Abstract
Britain and Germany saw unprecedented growth of variable renewable energy (VRE) in the last decade. Many studies suggest this will significantly raise short-term power system operation costs for balancing and congestion management. We review the actual development of these costs, their allocation and policy implications in both countries.
Since 2010, system operation costs have increased by 62% in Britain (with a five-fold increase in VRE capacity) and remained comparable in Germany (with capacity doubling). Within this, balancing costs stayed level in Britain (–4%) and decreased substantially in Germany (–72%), whilst congestion management costs have grown 74% in Britain and 14-fold in Germany. Curtailment costs vary widely from year to year, and should fall strongly when ongoing and planned grid upgrades are completed. Curtailment rates for wind farms have risen to 4–5% in Germany and 5–6% in Britain (0–1% for offshore and 15–16% for onshore Scottish farms).
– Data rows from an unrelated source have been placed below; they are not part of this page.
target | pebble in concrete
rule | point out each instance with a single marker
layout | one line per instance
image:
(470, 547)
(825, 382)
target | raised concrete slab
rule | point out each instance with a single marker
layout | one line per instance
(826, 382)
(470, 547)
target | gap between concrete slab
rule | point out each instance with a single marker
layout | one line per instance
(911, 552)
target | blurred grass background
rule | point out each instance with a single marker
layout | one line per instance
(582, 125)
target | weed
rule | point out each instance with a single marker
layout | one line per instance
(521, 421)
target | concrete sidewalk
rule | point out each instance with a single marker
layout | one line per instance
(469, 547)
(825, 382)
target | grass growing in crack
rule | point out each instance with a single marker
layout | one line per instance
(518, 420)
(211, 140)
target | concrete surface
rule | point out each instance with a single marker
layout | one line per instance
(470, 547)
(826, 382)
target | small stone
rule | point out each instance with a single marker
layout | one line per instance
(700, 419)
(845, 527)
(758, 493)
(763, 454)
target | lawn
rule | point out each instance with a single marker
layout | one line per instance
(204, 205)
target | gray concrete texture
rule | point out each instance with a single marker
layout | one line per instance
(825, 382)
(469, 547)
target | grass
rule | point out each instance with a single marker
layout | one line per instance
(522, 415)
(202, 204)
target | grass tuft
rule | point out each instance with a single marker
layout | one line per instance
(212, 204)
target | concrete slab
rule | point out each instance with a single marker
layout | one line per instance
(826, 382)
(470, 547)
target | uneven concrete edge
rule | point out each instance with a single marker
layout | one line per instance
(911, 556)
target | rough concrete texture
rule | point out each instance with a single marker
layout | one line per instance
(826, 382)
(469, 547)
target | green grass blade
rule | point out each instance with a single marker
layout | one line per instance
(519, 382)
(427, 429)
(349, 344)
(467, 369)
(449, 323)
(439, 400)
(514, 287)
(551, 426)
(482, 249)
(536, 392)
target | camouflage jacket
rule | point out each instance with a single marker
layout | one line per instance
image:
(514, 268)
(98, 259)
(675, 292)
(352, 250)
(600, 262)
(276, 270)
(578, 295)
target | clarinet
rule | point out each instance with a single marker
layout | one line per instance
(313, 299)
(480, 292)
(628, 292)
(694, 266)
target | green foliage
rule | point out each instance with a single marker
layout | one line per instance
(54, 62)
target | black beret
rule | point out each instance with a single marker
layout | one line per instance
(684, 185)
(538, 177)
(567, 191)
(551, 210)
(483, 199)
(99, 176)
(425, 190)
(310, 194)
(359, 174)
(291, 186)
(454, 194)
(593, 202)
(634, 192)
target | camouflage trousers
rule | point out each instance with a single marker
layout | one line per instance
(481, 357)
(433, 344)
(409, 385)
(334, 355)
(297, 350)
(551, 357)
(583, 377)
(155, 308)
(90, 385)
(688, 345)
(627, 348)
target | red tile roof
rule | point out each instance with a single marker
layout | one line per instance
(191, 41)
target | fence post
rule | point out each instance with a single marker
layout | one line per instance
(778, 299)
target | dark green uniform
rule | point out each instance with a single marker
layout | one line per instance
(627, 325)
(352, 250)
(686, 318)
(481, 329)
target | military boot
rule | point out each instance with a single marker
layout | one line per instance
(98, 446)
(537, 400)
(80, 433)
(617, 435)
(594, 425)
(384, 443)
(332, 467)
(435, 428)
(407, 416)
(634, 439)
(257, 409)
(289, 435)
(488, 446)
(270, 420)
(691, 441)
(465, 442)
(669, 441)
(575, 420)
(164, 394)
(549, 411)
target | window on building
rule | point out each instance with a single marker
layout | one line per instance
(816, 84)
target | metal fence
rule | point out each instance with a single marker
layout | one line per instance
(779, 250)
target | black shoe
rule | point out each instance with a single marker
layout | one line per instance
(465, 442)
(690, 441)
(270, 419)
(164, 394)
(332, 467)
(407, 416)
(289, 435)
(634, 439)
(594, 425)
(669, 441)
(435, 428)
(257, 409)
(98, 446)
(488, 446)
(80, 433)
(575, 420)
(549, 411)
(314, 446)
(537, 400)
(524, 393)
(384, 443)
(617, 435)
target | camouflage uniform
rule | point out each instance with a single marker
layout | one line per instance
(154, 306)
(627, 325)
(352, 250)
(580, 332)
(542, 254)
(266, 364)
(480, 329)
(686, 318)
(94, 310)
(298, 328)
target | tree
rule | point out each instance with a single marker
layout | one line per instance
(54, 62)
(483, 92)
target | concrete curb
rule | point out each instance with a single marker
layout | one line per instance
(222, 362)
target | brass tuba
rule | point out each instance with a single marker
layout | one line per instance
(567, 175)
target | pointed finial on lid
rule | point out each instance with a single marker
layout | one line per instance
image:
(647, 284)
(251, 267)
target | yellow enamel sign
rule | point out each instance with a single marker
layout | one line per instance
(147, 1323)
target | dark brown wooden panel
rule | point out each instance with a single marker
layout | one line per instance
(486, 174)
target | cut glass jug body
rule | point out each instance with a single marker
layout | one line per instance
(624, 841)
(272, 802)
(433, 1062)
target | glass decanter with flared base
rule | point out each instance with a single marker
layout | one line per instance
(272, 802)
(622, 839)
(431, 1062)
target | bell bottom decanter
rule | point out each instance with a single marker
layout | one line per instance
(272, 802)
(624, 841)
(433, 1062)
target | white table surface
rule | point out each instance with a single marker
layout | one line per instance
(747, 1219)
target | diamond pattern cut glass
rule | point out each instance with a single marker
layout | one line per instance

Policy debates regarding the balancing system are similar in both countries, focussing on strengthening imbalance price signals and the extent that VRE generators bear the integration costs they cause. Both countries can learn from each other's balancing market and imbalance settlement designs. Britain should reform its balancing markets to be more transparent, competitive and open to new providers (especially VRE generators). Shorter trading intervals and gate closure would both require and enable market participants (including VRE) to take more responsibility for balancing. Germany should consider a reserve energy market and move to marginal imbalance pricing.